The warrior knelt and focused on the door, calling up a schematic to show the vulnerable spots in his faceplate. Two others peeled the covering off the base ring of a plastic tent and slapped it adhesive-down on the deck around the hatch. The lochos stepped inside, zipping it over their heads.
“Got it,” Anderson grunted. “Ready?”
“Go,” she snapped.
He locked his boots to the deck and pointed the gauntlet gun. It flashed twice, and translucent confetti drifted back to join the particles already rising out of the hole above their head, mixed with a haze of blood. The deck sparked with impact and glittered with a new plating of molten glass, and there was the blue flicker of discharge. Yolande kicked the lockbar of the door; it slammed down with blurring speed, and air roared in to bulge the tent over their heads.
“Bulala!” she shrieked, and dove through the opening into light.
* * *
“Shhh,” Cindy said again.
There had been sounds, clanging, shouts, screams, a sharp ptank-tank rapping she could not identify, even pistol shots. I wish I had taken the gun, she thought desperately. She had had the usual personal-defense training in school, though her National Service had been in the research branch; even the worn old high school submachine gun would have been something . . .
Probably just enough to get us all killed, she thought bleakly. Even worse was the knowledge that that might be the best thing.
The locking bar of the door moved a half-inch back and forth. She started, then unstrapped the children and pushed them back into the farthest corner of the cabin, bracing herself in front of them with her arms across the angle of the wall. There was silence for a second, then a bright needle of flame spat from beside the door. It swung open; she had a brief glimpse of the boot that kicked it, before a thin black stick poked in. A figure bounced through two seconds afterward and stopped itself with one expert footblow against the far wall. The fluted muzzle of a weapon fastened to the right arm pointed at her; she crowded her daughters farther behind her body.
Another head came through the doorway, then a body likewise strapped around with pieces of equipment. They were both in skinsuits and some sort of flexible armor that was a dull matte black, but a line of silver brightness showed along a scratch on one’s chest. She swallowed through a mouth the consistency of dry rice paper and tried to keep her face from twisting. Then they unlatched their helmets and pushed them back against their backpacks.
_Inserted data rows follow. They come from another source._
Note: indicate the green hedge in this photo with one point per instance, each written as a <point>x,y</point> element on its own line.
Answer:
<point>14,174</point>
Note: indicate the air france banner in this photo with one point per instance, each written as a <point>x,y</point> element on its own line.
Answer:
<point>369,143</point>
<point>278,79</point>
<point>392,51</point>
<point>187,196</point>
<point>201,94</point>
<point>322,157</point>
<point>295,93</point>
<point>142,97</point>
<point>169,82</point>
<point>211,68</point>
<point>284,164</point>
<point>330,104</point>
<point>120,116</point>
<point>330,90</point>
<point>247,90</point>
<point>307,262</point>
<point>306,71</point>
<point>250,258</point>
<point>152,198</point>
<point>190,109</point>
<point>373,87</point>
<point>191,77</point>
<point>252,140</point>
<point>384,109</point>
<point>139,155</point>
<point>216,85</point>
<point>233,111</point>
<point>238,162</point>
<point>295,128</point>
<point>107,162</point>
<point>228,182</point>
The first Draka she had ever seen in the flesh. For a moment she was surprised that they looked so much like the pictures. These two were both men, young, hair cropped close at the sides and slightly longer on top. One had a stud earring, the other a rayed sunburst painted about an eye—hard faces, scarcely affected by the usual zero-G puffiness, all slabs and angles, almost gaunt. The first one spoke, in a purring drawl hurtfully reminiscent of her mother’s . . . No, more archaic sounding, with a guttural undertone.
“All cleah.” That into the thread-and-dot microphone that curved up from the neck ring of his suit. “Yes, suh, these’re the last. We’ll get ’em secured an’ up to the lounge.”
“You,” he said. “Out of the skinsuit. The picknins, too.”
The words flowed over her mind without meaning. Can’t be, can’t be, was sounding somewhere inside her. Bad movie.
“Shit,” the man said in a tired voice; it sounded more like “shaay’t.” He reached across to do something to the weapon, and a red dot sprang out on the wall beside her head. It settled on her forehead for a moment, then shifted to the outer surface.
Bang-ptank! A hole the breadth of her thumb flashed into existence in the steel, and there was a shower of something flakey and glittering from behind his elbow. A brief whistling of air, before the self-sealing layer in the hull blocked it off. The red dot settled between her eyes again.
“To t’ count a’ three, wench: One. Two—”
Trembling slightly, her hands went to the seals of her suit, then hesitated. My god, I’m only wearing briefs under this. The Draka made a gesture of savage impatience, and she stripped out of the clinging elastomer. “Help the picknin,” he snapped.